Mental health affects millions, yet diagnosing disorders remains subjective and complex. Growing up in a world where mental well-being is crucial, we aimed to make a difference. At the 2025 Rice Datathon, we leveraged EEG data and machine learning to improve psychiatric disorder detection, creating models that could lead to faster, more objective diagnoses. By tackling this challenge, we hope to contribute to a future where mental health care is more accessible, data-driven, and effective.

What it does

Given a set of EEG data from patients, we developed 2 different machine learning models to identify psychiatric disorders, aiming to enhance mental health diagnostics. For our main model, we built a classifier to make a single diagnosis out of the 6 main categories of mental disorders.
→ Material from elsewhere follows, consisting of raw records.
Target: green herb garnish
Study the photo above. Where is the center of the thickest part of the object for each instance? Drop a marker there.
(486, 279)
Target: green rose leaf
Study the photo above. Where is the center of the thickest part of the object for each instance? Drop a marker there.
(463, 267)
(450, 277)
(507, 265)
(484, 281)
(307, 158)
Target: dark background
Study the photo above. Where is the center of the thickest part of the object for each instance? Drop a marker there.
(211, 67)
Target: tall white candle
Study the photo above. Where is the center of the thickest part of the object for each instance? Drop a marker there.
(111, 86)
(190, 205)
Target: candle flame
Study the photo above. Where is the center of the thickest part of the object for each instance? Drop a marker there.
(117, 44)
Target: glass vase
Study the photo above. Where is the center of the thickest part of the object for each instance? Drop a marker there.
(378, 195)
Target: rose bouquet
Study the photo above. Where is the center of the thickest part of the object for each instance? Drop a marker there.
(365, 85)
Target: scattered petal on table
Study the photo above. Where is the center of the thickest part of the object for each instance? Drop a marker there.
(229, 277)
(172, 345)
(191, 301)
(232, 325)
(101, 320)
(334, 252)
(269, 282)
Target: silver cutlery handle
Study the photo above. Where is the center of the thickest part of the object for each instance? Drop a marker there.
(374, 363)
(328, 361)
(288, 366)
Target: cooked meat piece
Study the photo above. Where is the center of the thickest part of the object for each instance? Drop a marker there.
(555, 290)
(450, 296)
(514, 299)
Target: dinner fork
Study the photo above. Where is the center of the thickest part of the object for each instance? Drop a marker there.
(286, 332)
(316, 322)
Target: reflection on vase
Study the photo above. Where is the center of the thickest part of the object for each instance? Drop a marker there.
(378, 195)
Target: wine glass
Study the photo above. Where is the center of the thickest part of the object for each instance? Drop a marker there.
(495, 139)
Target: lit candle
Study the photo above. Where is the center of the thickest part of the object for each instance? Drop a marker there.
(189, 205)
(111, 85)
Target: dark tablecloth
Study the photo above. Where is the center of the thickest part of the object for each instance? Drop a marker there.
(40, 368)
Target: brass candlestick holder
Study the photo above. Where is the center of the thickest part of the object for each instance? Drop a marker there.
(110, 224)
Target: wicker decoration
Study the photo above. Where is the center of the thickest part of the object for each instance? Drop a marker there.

We also developed a binary classification model which can decide between an given disorder category and a negative diagnosis with greater accuracy.

How we built it

For the multi-class classification task, we compared gradient-boosted trees, random forests, and Support Vector Machines. We ultimately chose gradient-boosted trees since they consistently obtained the highest accuracy and avoided biases toward overrepresented categories. For the binary classification task, we compared gradient boosting and logistic regression with elastic net penalty, finding that the logistic regression yielded better results.

Challenges we ran into

One of the issue we ran into was feature engineering. We tried summing PSD values across different frequency bands and electrodes, thinking it would improve our model’s accuracy. However, after a lot of testing, we realized it was actually hurting the accuracy so we scrapped it.

Another major challenge was figuring out that coherence values were actually hurting our model’s performance. At first, we assumed they would be useful, but once we dug deeper, we saw that they were negatively impacting accuracy. Removing them made a huge difference and was a key turning point in improving our results. This may be in part due to the relatively high feature count relative to the sample size.

We also struggled with finding models that could perform well despite having a high number of parameters and a relatively small amount of training data. Balancing complexity without overfitting was tricky, and it took some trial and error to get it right.

On top of that, we had to address imbalances in the dataset—some psychiatric disorders were significantly underrepresented. Without adjustments, our models leaned too heavily toward the more common disorders. To fix this, we weighted the model using the amount they were represented to make sure all disorders had a fair chance of being recognized, which helped improve overall accuracy.

Accomplishments that we're proud of

Developing 4 working models and achieving relatively similar accuracy scores compared to the research paper that the data was used in regarding binary classification. https://www.frontiersin.org/journals/psychiatry/articles/10.3389/fpsyt.2021.707581/full

What we learned

We realized that more features is not always better, and may introduce noise. We also learned about many of the advantages/disadvantages of different ML models from all the trial and error we went through trying to pick the best ones for this dataset.

What's next for Neurotech - Team DSFIT

Next, we plan to explore ways to incorporate coherence data without compromising model accuracy. We’ll also focus on improving binary classification, as it has greater real-world usability than multi-class approaches.